On Feb. 16, however, Liberal MP Anthony Housefather moved an amendment to seek the permission of vaccine manufacturers to allow MPs to view the unredacted documents only after having signed a non-disclosure agreement (NDA).
Housefather said public servants who view the documents have to sign NDAs, and also explained why the documents have so many redactions.
“It’s because these documents were signed at the beginning of a pandemic when everybody was desperate for vaccines, when companies were being told to rush vaccine production, do testing in an unprecedented way, in a way they normally don’t do it,” he said.
He added that the companies were exposed to “way higher liability” for rushing the products to market, skipping the testing that in a normal scenario would take years to complete.
“So that’s why these companies said, ‘If I’m going to deliver you this product that I haven’t tested in my normal way, I want to have different conditions.’”
Housefather’s amended motion was not voted on during the committee meeting and he called a vote to adjourn as there was no settlement in sight with opposition MPs.
Commenting on Housefather’s amendment, Sinclair-Desgagné said he seemed to be “representing pharmaceutical reps rather than his constituents.”
“We as parliamentarians don’t have to sign non-disclosure agreements with pharmacy companies—that is an aberration,” she said.
Conservative MP Kelly McCauley called Housefather’s motion “insulting” and said he wasn’t aware of previous circumstances where an MP would have leaked information shared in camera.
McCauley quoted from a Washington Post article based on a report by NGO Public Citizen on Pfizer’s vaccine contract negotiations with governments.
Public Citizen obtained unredacted versions of contracts with a number of countries and said they “offer a rare glimpse into the power one pharmaceutical corporation has gained to silence governments, throttle supply, shift risk and maximize profits in the worst public health crisis in a century.”
“I’m not casting aspersions against Pfizer, I thank God for them, that they created that vaccine, but that being said, it is an issue,” McCauley said.
NDP MP Blake Desjarlais also expressed concerns about the Liberals’ request to sign NDAs.
He said the government should not have gotten into an agreement knowing there could be a breach of confidentiality due to scrutiny from Parliament, and suggested this should be a consideration going forward.
Sinclair-Desgagné’s motion was tabled in relation to the Auditor General’s reports 9 and 10 released in December pertaining to the government’s procurement of vaccines and distribution of COVID-19 benefits.
Auditor General Karen Hogan found that the government had acted urgently to procure enough doses, but also ended up wasting a lot of them.
Hogan’s report says Ottawa spent approximately $5 billion for 169 million doses during the reporting period of December 2020 to May 2022, for a price tag of $30 per dose.
Sinclair-Desgagné remarked how countries paid different prices for vaccine doses and suggested this explains why manufacturers want to maintain confidentiality.
Her motion requests the public accounts committee undertake a study of the contracts between Ottawa and Moderna, Sanofi, Pfizer, Medicago, AstraZeneca, Johnson & Johnson, and Novavax.
No dates for future meetings of the public accounts committee have been announced, where the Housefather amendment will be modified or voted on.

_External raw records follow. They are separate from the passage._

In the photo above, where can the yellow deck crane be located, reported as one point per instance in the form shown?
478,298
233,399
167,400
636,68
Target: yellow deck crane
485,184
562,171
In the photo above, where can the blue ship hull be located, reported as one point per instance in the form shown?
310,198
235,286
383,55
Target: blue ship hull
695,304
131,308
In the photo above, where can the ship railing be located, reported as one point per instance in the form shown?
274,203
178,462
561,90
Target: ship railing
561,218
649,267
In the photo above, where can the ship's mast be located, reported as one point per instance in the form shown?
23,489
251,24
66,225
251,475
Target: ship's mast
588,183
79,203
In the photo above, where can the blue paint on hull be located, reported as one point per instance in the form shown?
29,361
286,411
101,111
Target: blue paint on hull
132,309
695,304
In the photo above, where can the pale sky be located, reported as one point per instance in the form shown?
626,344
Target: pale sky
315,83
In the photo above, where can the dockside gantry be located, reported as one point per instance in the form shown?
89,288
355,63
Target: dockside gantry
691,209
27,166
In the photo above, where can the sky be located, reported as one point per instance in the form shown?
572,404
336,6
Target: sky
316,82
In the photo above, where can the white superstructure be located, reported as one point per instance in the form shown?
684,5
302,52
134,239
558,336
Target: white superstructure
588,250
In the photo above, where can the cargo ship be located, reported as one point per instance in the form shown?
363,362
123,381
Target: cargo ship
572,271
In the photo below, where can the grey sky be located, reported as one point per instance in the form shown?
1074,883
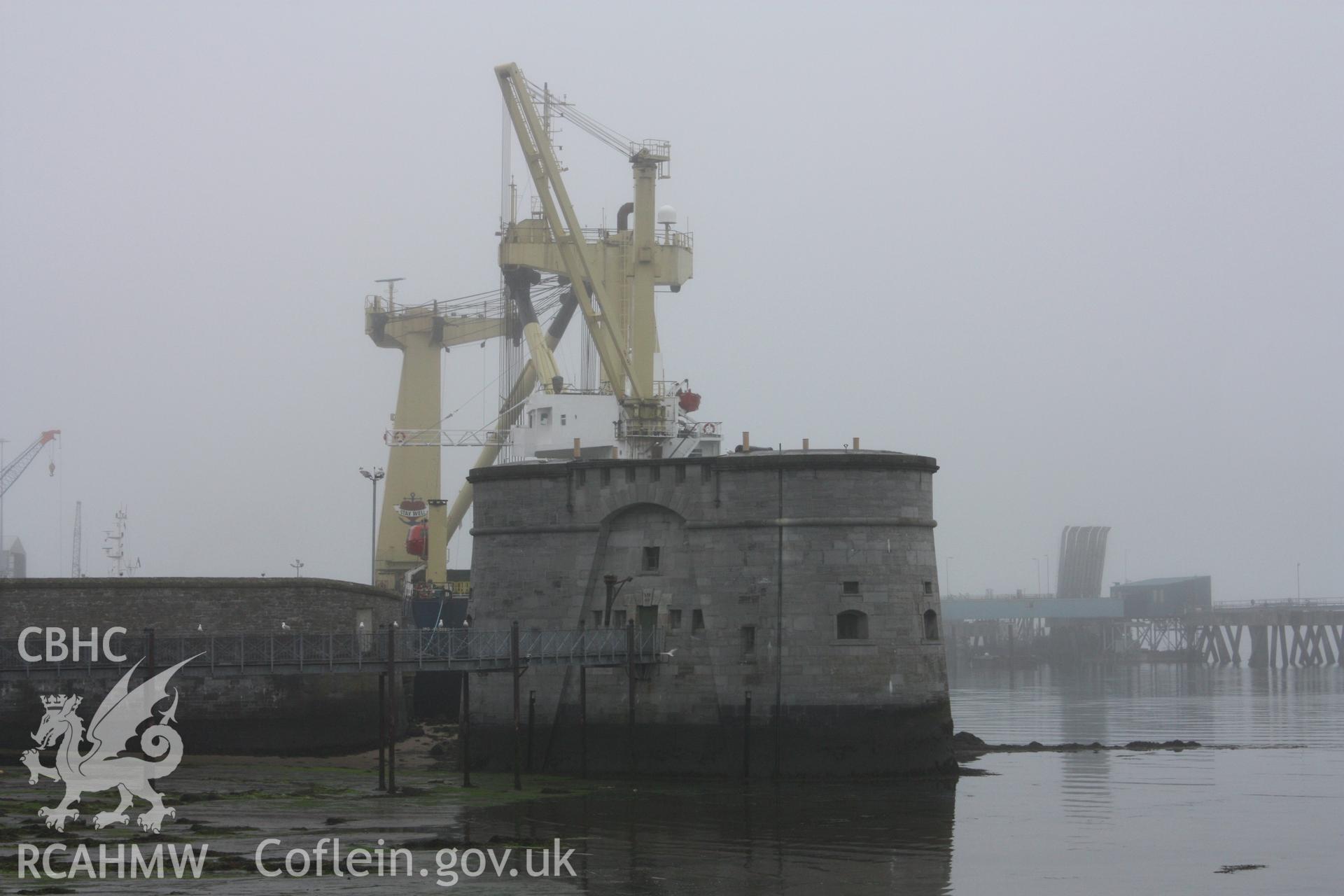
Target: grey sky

The House of Commons is currently adjourned until March 6.
Isn’t this a peculiar idea of democracy; that we are not permitted to know the particulars of contracts signed in our name.
“I’m not casting aspersions against Pfizer, I thank God for them, that they created that vaccine, but that being said, it is an issue,” McCauley said. Good grief! What a moron. And he’s on the team that will lead us out of this mess. Sheesh!
Yes, “representative democracy” where your “representative” won’t tell you what was in the contract he signed with the people who just injected you. I don’t know what’s worse, the lies the government has been telling everyone or the gullibility of the people believing them. The secrecy around the vax, both the holding back of testing data by the vax companies and the contents of the contracts by the governments that signed them, ought to be an obvious sign of guilt. Furthermore, how can they possibly defend themselves against that without revealing all the secrets? In a critical environment like a genuine free press or a court room, or an election campaign, none of this secrecy stuff will protect them. They will have to reveal everything or throw us all in concentration camps.